Cervical cancer can be eliminated in England by 2040, saving thousands of women’s lives, the head of NHS England will say on Wednesday.
A combination of HPV vaccination and screening for the disease means that elimination of it is a realistic ambition, Amanda Pritchard, NHS England’s chief executive, will say.
It is thought to be the first time that any NHS leader, senior doctor or health minister has held out the possibility of banishing any form of cancer within a set time period.
However, Pritchard will make clear that achieving that goal depends on schoolchildren and young adults getting vaccinated against the human papillomavirus (HPV), which causes 99% of cervical cancers, and far more women than currently attend screening appointments doing do.
“It is truly momentous to be able to set out such an important, life-saving ambition today,” Pritchard will tell an audience of health trust bosses at the NHS Providers conference in Liverpool.
“To eliminate cervical cancer would be an incredible achievement and through a combination of our HPV vaccination programme and our highly effective cervical screening programme, it could become a reality in the next two decades.”

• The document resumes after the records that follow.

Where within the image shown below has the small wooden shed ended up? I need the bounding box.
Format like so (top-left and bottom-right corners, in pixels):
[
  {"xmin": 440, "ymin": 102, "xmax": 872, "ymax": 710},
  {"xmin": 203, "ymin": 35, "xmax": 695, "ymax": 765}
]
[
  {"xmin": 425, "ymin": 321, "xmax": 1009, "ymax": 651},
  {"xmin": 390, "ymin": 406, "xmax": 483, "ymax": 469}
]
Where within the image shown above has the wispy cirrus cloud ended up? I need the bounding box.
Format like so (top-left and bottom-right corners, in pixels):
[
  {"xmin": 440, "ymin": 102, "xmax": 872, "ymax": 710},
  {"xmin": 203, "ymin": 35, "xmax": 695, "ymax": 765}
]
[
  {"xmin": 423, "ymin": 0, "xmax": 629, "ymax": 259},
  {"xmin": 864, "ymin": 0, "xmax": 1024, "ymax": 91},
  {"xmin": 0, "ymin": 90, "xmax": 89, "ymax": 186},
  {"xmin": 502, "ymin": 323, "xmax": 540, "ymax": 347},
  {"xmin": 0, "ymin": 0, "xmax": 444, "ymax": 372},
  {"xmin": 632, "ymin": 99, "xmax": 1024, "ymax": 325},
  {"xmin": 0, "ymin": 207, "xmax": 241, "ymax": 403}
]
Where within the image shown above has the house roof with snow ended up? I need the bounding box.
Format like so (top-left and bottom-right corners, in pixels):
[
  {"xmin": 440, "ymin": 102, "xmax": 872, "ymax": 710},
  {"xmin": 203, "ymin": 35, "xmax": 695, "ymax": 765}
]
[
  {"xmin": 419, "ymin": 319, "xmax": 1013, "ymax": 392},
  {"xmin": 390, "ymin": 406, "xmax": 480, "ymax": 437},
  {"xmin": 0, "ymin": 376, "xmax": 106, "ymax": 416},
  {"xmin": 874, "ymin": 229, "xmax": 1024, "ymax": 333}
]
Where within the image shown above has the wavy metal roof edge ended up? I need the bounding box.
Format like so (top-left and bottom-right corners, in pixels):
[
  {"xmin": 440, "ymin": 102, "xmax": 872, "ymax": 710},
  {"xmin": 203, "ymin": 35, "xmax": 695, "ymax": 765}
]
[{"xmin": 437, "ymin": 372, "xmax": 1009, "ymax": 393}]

Each year, about 3,200 women in the UK are diagnosed with cervical cancer and 850 die from it. It is the 14th most common cancer affecting women in Britain, with women aged 30 to 34 most likely to be diagnosed with it.

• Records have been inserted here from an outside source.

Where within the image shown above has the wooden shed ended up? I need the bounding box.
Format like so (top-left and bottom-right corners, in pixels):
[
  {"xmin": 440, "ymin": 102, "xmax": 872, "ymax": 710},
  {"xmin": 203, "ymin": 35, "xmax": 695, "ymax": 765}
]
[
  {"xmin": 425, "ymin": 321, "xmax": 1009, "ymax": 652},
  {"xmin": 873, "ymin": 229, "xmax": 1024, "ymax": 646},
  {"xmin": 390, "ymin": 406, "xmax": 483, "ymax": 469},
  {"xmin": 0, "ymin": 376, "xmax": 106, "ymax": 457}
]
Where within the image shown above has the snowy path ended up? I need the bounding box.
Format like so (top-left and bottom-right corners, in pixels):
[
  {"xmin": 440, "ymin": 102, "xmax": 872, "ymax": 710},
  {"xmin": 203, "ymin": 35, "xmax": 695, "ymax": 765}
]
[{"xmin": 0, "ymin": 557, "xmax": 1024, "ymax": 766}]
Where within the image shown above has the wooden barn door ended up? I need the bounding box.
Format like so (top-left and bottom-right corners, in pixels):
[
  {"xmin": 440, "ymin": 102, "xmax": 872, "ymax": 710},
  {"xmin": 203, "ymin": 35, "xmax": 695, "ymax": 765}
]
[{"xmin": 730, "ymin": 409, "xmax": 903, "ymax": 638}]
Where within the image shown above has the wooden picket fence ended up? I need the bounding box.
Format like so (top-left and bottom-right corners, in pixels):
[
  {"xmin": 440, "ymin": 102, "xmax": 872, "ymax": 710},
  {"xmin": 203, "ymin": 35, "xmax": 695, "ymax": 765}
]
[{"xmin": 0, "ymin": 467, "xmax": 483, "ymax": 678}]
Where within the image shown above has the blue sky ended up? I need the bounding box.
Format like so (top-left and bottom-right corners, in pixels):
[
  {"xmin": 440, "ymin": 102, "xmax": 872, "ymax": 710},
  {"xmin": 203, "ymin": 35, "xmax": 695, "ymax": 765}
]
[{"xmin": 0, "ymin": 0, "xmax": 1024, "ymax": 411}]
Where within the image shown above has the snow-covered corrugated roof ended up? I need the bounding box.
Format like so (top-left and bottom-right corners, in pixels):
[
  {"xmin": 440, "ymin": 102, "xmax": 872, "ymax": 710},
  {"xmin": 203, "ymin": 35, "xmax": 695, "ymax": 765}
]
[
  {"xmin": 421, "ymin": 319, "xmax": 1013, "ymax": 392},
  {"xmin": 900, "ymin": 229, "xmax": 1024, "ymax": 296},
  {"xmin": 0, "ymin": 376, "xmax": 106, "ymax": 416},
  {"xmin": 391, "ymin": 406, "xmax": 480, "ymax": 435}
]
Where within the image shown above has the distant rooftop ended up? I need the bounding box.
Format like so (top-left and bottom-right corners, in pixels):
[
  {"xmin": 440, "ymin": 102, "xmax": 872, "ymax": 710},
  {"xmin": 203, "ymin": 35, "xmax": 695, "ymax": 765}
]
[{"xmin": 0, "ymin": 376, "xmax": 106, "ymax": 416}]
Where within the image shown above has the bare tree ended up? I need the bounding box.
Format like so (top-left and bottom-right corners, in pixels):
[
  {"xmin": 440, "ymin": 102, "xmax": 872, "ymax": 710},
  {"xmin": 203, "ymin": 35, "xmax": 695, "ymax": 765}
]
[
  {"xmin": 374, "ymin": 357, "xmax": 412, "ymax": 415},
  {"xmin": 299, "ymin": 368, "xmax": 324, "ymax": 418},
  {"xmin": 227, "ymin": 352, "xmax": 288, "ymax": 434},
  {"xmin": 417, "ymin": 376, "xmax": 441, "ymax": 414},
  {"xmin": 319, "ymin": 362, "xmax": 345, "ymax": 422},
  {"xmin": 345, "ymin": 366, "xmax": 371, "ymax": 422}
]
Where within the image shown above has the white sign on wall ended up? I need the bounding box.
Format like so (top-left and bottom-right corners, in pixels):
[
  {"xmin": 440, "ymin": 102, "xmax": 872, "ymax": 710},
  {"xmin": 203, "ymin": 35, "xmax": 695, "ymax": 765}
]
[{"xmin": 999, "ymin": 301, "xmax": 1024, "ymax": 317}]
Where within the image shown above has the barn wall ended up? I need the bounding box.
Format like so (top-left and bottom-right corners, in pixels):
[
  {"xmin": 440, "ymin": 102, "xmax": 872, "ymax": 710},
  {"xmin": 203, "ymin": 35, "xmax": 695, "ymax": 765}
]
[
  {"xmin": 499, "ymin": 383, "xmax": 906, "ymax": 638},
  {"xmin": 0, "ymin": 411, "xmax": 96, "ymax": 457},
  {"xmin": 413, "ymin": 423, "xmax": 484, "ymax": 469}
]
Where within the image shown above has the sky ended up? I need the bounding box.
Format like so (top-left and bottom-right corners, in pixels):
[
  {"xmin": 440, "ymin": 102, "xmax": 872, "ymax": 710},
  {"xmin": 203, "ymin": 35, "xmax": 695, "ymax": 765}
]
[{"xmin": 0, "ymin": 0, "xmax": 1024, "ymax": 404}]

The disease develops when abnormal cells appear in the lining of the cervix and grow, eventually coming together as a tumour. If the cells are not caught early the cancer can spread to other parts of the body.
Advances in medical cancer, and especially the effectiveness of HPV vaccination, have helped persuade Pritchard that elimination by 2040 is feasible.
NHS England said that Pritchard’s determination to make cervical cancer a thing of the past was a “pledge” to eliminate it but she said that doing so was an “ambition”.
A spokesperson for Jo’s Cervical Cancer Trust said: “We are really pleased that NHS England is pledging to eliminate cervical cancer by 2040.
“The HPV vaccination programme is incredibly successful and has already led to an 87% decrease in cervical cancer incidence in women in their 20s.”
HPV jabs have revolutionised the outlook for the disease. When they began in 2008 they were offered to 12 and 13-year-old girls. The NHS later began offering them to boys too, and also to young adults up to the age of 25.
Take-up, when jabs at school and through catch-up programmes are combined, means that by school-year 10 – when pupils are 14 or 15 – 86.5% of girls and 81.5% of boys have been immunised.
Studies suggest that the HPV rollout has prevented about 450 cases of cervical cancer and 17,200 cases in which potentially dangerous gatherings of cells would have formed.
The NHS has also begun offering the vaccine as a single dose, instead of two doses, to make it easier and less time-consuming to get immunised.
Pritchard will make clear on Wednesday that the NHS will deploy several tactics to reach its goal. They will include making vaccination even more convenient, for example by providing it in libraries, community centres and leisure facilities.
There will also be a renewed effort to persuade women who do not get screened to do so. NHS bosses are concerned that one in three, the highest proportion ever, do not attend screening appointments. Potential discomfort during the procedure can act as a deterrent. That one-third who do not attend constitute a “big risk” to elimination, NHS England said.
The health service plans to overhaul the NHS app to make it easier for patients to get vaccinated against a range of diseases as part of its vaccination strategy.
In 2020 all 194 members of the World Health Assembly, including the UK, resolved to eliminate cervical cancer as a public health problem but did not set a deadline for doing so.
Australia has vowed to become the first country in the world to do so, by 2035. Canada has pledged to do the same by 2040. In contrast, the EU’s plan says only that members will be expected to have eliminated the disease by the end of this century.
Dr Julie Sharp, Cancer Research UK’s head of health and patient information, said: “Combined with screening, HPV vaccination could reduce cervical cancer to the point where almost no one develops it.”
The World Health Organization says that cervical cancer will have been eliminated if no more than four women per 100,000 of the female population develop it.